Номинал

Фантастический рассказ

 

Человеческая жизнь бесценна – до тех

пор, пока  за  нее  не  назначена  цена.

 

          У меня остался только один патрон. Я понял это лишь через несколько минут после того, как отзвенело эхо последнего выстрела и отстрелянная ружейная гильза, дымясь, поскакала по лестнице, с характерным звуком пустышки выстукивая каменные ступени. Неровные, истертые ногами несчетного числа людей, прошедших здесь, эти ступени узкой винтовой лестницы, врезанной в толщу камня неизвестными строителями средневекового замка, олицетворяли собой вечность, на фоне которой мельтешение человеческих судеб воспринимается как перемигивание вспышек на испорченной кинопленке. К такому выводу я пришел, опустив свое дрожащее от возбуждение тело на надежную поверхность холодных твердых каменных плит.

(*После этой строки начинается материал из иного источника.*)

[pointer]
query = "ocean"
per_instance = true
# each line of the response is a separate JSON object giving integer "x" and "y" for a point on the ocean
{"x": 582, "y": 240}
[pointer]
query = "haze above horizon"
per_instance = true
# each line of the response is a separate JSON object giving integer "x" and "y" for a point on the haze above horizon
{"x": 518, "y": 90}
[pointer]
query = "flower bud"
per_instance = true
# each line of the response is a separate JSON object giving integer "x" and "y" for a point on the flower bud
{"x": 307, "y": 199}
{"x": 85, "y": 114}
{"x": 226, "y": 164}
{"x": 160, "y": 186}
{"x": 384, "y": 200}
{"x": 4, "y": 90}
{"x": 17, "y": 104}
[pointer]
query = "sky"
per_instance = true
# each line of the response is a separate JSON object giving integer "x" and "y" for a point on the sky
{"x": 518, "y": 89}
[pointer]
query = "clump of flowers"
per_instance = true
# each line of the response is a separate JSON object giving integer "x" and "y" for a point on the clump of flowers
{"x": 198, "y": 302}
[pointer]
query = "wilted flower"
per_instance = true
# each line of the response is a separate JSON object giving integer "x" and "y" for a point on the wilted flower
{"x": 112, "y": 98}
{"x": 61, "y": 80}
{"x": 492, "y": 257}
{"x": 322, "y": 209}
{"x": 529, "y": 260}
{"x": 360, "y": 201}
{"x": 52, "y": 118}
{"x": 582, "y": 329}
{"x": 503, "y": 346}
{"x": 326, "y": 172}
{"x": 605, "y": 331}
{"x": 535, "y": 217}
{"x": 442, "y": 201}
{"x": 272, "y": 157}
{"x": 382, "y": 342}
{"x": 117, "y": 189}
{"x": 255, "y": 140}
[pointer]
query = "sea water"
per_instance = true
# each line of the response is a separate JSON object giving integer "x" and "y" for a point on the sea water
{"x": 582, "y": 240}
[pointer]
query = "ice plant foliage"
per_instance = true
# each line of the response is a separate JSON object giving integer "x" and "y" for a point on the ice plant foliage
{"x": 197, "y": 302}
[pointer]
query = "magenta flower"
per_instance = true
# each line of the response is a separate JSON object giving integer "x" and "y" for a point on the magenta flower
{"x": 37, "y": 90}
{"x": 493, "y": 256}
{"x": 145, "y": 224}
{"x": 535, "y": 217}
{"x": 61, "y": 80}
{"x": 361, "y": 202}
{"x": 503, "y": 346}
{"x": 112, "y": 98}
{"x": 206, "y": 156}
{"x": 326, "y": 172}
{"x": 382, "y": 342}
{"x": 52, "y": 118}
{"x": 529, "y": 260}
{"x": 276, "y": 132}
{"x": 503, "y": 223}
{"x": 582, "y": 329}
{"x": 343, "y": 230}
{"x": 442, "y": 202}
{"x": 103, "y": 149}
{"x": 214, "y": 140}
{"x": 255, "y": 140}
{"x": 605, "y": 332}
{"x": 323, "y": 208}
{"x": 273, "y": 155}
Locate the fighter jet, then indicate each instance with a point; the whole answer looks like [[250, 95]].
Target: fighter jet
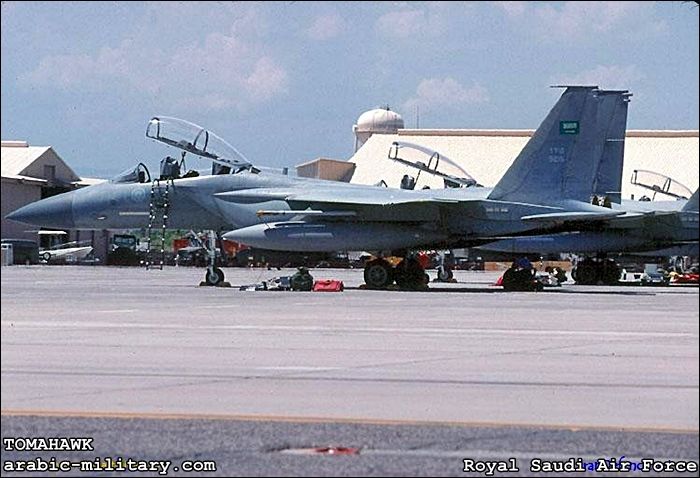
[[658, 227], [546, 189]]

          Сердце неровными скачками мчалось прочь и никак не могло убежать из грудной клетки, ставшей такой тесной и для раздувшихся легких, и для подкатившего к горлу желудка. Тошнота, пульсация в висках, цветные огоньки, игриво мерцающие перед глазами, – уж не хватил ли я полбутылки натощак? Нет, всего лишь убил троих людей. Насыщенный кислым запахом пороха, тяжелый воздух небольшого подвального помещения с трудом просачивается в легкие, он вязкий, как свежая патока. Запах пороха, запах сырости и… запах крови.

          Кровь льется из порванной пулей артерии, алым ручьем струится по гладким камням и растекается на площадке лестницы большой темной лужей, поверхность которой тускло блестит в свете висящей под потолком электрической лампочки. Потом, медленная, тягучая, как красная ртуть, начинает капать со ступенек, спускаясь с одной на другую, и подбирается потихоньку ко мне, словно пытаясь дотянуться до убийцы того, чьи вены еще недавно были коридорами ее обиталища. Кажется, она шепчет что-то, так тихо, что падение пушистой снежинки кажется громом по сравнению с этим шепотом, и все же достаточно отчетливо, чтобы я ее услышал. Шепот проникает мне в голову, ложится на подкорку мозга, отпечатывая каждое слово огромными огненными буквами: “Ты убил! Ты убийца!” Эти буквы так велики, что едва помещаются в моей несчастной голове, грозя разорвать ее, я в отчаянии протягиваю руку и касаюсь пальцами красной жидкости, ожидая получить смертельный шок.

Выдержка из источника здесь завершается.